Today’s pictures feature some fascinating glimpses of life on the buses in Peterborough.
One picture shows the first double decker run by Delaine’s.The picture was taken in 1948 at the city bus station. Bourne-based Delaines have run a local bus service for well over 100 years.
Another picture was taken at Bretton Centre in 1980 with a big queue of passengers waiting to embark for a journey to the city centre.
Bus driver Tom Brazier is photographed posing in front of his vehicle. Tom worked for Eastern Counties bus company and the photograph, according to its caption, was taken outside the Bluebell shops. Was this in Dogsthorpe?
One of the two pictures of the old bus station, which I believe was located where the city’s crown court is now, was taken in the 1940s.
The familiar architecture of the Lido can be seen in the background.
The final picture (colour) is of the same location but from a different angle. This one was taken in 1962.
John Kendle got in touch with some interesting information about the Bretton heating system.
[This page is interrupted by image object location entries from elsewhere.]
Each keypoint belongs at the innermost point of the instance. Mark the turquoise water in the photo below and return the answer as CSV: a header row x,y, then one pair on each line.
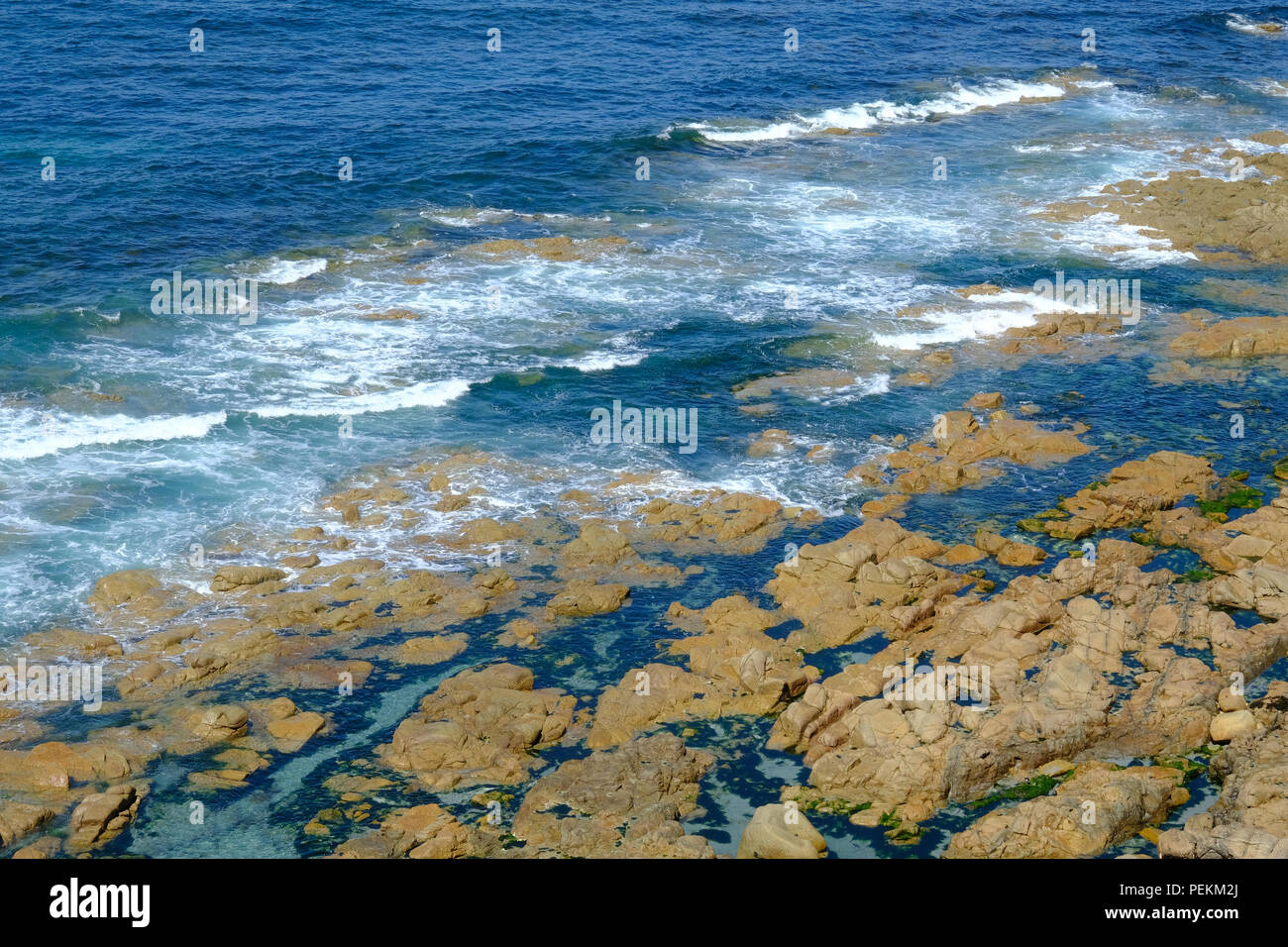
x,y
224,162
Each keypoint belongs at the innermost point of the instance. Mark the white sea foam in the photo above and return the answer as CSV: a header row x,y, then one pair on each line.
x,y
604,360
961,99
286,272
423,394
1267,86
33,434
1104,235
958,325
992,313
1244,25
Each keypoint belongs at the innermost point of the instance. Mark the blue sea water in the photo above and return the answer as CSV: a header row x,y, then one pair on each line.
x,y
224,162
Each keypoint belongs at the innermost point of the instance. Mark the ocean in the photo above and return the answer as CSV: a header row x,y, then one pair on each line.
x,y
773,185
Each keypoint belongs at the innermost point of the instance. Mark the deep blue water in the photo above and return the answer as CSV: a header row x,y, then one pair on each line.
x,y
226,162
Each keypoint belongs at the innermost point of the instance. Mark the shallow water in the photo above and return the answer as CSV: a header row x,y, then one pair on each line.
x,y
756,247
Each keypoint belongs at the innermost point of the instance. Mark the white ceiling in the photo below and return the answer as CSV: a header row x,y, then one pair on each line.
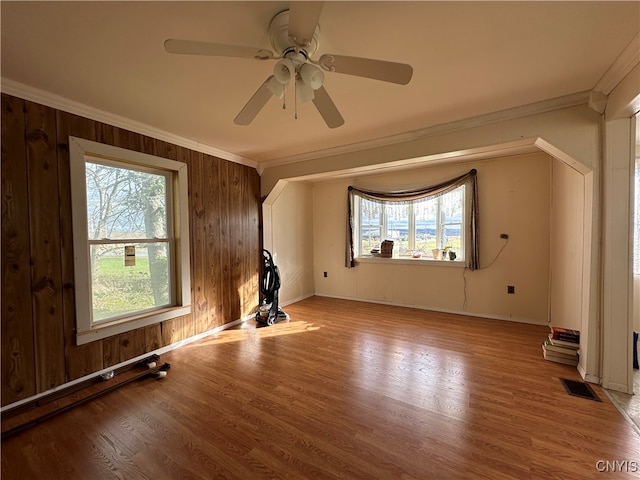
x,y
469,59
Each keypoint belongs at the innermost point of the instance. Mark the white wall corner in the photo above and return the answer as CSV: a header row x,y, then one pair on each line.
x,y
597,101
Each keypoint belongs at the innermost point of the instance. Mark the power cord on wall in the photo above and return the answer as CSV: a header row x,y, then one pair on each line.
x,y
505,237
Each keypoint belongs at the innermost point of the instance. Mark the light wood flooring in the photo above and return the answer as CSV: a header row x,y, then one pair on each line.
x,y
630,404
343,390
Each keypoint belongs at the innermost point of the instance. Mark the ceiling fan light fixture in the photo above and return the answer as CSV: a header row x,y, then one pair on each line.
x,y
312,75
284,70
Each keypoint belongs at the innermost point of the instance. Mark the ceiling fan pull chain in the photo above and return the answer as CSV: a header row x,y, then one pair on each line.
x,y
284,97
295,99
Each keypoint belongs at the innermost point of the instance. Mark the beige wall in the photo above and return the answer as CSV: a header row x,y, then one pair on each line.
x,y
566,240
288,235
573,130
513,199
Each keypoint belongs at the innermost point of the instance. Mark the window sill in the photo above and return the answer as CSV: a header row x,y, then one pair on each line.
x,y
411,261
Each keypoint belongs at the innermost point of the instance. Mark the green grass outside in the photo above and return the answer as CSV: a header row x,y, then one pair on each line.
x,y
119,289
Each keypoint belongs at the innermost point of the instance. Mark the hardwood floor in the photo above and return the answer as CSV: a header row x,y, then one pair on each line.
x,y
344,390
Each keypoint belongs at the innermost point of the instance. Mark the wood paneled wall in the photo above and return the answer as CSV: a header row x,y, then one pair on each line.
x,y
38,305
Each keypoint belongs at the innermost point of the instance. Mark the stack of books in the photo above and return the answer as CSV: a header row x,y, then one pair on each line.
x,y
562,346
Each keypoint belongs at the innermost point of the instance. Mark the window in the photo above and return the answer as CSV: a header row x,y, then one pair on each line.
x,y
423,227
130,231
427,219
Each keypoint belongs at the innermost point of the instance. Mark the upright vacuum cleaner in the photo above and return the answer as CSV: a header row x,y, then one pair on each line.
x,y
269,312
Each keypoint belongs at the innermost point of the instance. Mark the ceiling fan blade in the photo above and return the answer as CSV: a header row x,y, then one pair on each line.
x,y
303,19
255,104
327,108
400,73
190,47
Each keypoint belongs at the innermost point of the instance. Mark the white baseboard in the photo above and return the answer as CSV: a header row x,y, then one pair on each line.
x,y
295,300
439,310
159,351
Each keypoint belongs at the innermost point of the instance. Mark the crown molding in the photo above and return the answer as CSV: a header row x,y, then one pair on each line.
x,y
43,97
628,59
558,103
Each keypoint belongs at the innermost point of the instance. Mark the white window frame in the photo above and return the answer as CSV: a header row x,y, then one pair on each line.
x,y
411,224
82,151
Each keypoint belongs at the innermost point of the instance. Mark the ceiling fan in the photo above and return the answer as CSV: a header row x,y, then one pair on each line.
x,y
294,36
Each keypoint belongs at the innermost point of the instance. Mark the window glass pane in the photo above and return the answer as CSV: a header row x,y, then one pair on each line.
x,y
124,203
126,279
398,227
426,212
370,225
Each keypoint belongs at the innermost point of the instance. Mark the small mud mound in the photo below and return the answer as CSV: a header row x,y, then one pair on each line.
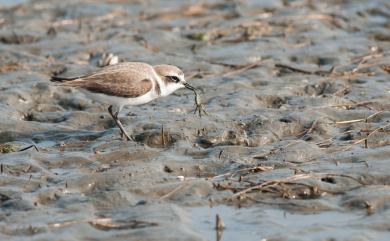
x,y
272,101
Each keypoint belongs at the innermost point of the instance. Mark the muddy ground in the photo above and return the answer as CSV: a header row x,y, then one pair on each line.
x,y
295,146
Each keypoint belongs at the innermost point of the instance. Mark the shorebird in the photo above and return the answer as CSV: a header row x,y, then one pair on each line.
x,y
130,83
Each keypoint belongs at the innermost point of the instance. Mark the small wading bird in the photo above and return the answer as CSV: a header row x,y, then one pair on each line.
x,y
130,83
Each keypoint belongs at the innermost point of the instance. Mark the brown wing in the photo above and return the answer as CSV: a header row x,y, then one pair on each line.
x,y
128,80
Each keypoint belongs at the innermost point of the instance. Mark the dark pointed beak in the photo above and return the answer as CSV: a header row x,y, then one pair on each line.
x,y
188,86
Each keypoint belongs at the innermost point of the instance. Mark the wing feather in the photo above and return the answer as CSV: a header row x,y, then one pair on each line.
x,y
128,80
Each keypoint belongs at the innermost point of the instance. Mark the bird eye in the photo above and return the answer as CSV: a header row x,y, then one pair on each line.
x,y
174,79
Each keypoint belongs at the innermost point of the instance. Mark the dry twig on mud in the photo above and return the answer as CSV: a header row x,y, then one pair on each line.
x,y
302,71
359,120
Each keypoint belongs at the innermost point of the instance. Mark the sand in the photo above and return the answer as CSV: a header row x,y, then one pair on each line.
x,y
295,145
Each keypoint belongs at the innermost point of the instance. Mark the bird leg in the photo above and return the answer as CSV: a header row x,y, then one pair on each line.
x,y
199,107
118,123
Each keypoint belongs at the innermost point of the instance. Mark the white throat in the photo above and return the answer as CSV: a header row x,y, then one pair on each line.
x,y
169,88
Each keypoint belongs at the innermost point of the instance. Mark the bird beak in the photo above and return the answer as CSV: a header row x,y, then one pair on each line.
x,y
188,86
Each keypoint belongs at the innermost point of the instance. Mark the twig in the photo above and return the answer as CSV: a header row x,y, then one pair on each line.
x,y
359,120
317,72
30,146
240,70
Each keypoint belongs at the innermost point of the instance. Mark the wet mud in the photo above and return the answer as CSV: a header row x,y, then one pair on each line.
x,y
295,145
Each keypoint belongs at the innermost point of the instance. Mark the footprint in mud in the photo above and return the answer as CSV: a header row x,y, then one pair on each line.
x,y
157,139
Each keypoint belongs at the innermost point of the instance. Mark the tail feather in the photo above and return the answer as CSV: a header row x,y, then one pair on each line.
x,y
62,79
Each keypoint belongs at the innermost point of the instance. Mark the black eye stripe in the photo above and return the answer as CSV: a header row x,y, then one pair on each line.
x,y
174,78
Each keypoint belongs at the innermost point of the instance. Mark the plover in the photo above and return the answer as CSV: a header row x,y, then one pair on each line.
x,y
130,83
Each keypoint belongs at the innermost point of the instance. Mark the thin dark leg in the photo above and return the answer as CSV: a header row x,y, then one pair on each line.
x,y
118,123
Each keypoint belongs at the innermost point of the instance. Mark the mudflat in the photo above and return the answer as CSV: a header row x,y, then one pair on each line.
x,y
295,145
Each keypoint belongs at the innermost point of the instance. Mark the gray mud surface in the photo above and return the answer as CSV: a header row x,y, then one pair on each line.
x,y
295,146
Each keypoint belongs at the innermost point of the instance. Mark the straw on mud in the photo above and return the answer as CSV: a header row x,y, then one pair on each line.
x,y
182,185
371,133
359,120
163,143
302,71
240,70
28,147
244,170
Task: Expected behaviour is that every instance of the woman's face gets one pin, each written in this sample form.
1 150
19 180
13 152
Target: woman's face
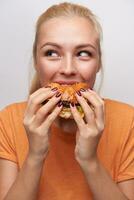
67 51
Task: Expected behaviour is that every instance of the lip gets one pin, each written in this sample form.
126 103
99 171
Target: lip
66 82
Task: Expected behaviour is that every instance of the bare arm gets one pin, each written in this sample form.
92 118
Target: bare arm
24 185
21 185
103 187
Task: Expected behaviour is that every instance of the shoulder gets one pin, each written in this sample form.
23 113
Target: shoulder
15 109
114 107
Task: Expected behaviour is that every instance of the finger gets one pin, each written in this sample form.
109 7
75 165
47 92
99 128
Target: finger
88 112
35 100
51 117
43 112
78 119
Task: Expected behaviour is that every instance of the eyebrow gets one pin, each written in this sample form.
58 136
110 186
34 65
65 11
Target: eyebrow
77 47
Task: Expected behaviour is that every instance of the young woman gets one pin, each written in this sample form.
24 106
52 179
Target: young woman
46 157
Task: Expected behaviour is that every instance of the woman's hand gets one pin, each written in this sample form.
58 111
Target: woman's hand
90 128
38 119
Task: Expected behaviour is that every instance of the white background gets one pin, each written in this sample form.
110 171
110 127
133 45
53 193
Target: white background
17 23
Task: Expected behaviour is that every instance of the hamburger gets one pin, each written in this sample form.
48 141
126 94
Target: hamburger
68 96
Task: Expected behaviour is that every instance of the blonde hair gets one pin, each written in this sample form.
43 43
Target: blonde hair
65 9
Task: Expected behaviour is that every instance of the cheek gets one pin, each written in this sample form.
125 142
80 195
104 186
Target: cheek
46 71
88 71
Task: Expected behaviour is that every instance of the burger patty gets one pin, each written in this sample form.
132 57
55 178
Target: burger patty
65 103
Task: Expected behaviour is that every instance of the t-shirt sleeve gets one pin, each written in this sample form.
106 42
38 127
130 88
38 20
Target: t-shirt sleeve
126 168
7 145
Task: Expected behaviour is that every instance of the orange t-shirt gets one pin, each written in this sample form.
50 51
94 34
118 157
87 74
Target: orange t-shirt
62 177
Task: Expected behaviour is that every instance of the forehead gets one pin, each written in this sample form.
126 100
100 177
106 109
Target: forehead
67 29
Mr Kendle (82) from Saltmarsh, Orton Malborne, was a draughtsman with the Peterborough Development Corporation in the 70s.
He did overtime manning a telephone as the PDC was inundated with complaints from residents about the system. But he said the problem was not that homes were too hot, but the opposite.
He said: “People were cold.There were so many problems they were continually digging the pipes up.’’
He added that the PDC employed a small army of plumbers to be on stand-by to deal with problems.
He said: “We gave priority to pregnant women, old people and those who were polite.’’
Colin Bailey, who has lived in Deerleap, Bretton, for 40 years, remembers that the radiators couldn’t be regulated.
He said the pipes were not laid deep enough and the earth kept moving causing fractures and leading to the common sight of steam rising from the pavement.
He added that the boilers in the picture above were located where the Iceland store is now.